En décembre, les enquêteurs du tribunal spécial -- chargés des crimes de guerre qui auraient été commis notamment contre des Serbes -- sont allés à Pristina interroger l'ancien juge militaire Sokol Dobruna, 79 ans, qui n'exclut pas une future inculpation.

Dernier conflit en ex-Yougoslavie, la guerre du Kosovo (1998-99) entre forces serbes et guérilla indépendantiste kosovare albanaise avait fait plus de 13.000 morts, dont plus de 11.000 Kosovars albanais, 2.000 Serbes et quelque 500 Roms. Belgrade ne reconnaît toujours pas l'indépendance de son ancienne province, majoritairement peuplée d'Albanais.

D'anciens responsables serbes ont été condamnés par le Tribunal pénal international pour l'ex-Yougoslavie (TPIY), qui a clos ses activités il y a un an. L'ancien homme fort de Belgrade, Slobodan Milosevic, était mort avant le verdict.

- Serbes, opposants, Roms -

Mais aucun responsable de l'UCK n'a été condamné par la justice internationale: après plusieurs années de détention, l'actuel Premier ministre, Ramush Haradinaj, avait été acquitté en 2012, tout comme Fatmir Limaj, dont le parti (Nisma) appartient aujourd'hui à la coalition au pouvoir.

Serbes, opposants kosovars ou roms accusés de collaboration, les victimes supposées de l'UCK se sont longtemps senties oubliées. Mais en 2008, l'ex-procureure générale du TPIY, Carla del Ponte, avait évoqué dans un livre des crimes impunis.

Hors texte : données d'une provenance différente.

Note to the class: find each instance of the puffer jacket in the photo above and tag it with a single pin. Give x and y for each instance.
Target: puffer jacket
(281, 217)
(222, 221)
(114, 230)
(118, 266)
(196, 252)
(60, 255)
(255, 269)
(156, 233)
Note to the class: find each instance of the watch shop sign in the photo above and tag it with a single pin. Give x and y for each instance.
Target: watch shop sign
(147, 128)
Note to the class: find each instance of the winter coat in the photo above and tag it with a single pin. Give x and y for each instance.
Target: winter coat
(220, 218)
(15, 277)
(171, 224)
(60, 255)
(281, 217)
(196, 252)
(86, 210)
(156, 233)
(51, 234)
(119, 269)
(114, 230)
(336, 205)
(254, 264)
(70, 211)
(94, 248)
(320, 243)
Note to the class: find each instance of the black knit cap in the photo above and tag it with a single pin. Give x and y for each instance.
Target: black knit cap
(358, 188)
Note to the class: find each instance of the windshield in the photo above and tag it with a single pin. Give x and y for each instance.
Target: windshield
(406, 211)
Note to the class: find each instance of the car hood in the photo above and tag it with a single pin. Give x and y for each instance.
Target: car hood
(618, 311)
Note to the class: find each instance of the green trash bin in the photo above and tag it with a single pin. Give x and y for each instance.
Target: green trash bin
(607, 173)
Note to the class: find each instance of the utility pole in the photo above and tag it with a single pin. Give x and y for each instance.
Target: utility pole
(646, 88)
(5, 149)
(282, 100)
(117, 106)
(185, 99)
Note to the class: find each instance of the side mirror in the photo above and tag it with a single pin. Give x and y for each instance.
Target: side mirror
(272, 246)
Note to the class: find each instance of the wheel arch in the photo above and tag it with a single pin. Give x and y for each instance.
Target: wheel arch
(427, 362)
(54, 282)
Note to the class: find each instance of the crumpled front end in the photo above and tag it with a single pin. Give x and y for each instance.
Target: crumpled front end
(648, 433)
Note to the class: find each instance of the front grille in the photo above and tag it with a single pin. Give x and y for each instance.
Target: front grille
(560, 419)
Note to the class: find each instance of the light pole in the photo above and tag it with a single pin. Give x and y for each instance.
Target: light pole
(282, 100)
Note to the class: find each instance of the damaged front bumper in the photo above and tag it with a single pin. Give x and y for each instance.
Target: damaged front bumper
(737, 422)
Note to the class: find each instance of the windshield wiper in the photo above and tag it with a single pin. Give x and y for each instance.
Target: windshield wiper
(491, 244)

Puis en 2010, un rapport du Conseil de l'Europe, basé à Strasbourg (est de la France), avait mis en cause l'UCK. A commencer par son chef politique, Hashim Thaçi, actuel président du Kosovo, qui réfute des accusations "motivées politiquement".

En cause, la mort ou la disparition de 500 personnes, dont 400 Serbes, ainsi que diverses exactions après le retrait des troupes serbes consécutif aux bombardements de l'Otan. Durant l'été 1999, l'UCK avait pris le contrôle de la situation au sol.

"Ce qui meurt en dernier, c'est l'espoir", réagit à Belgrade Natasa Scepanovic, 54 ans, présidente d'une association de victimes serbes du Kosovo. Le corps de son père, qui vivait à Istok (ouest), a été identifié en 2003. Sa mère reste portée disparue.

- "Dernier espoir, dernière chance" -

Beriana Mustafa, une journaliste de Pristina de 36 ans, accueille favorablement ce "dernier espoir" pour élucider l'assassinat de son père.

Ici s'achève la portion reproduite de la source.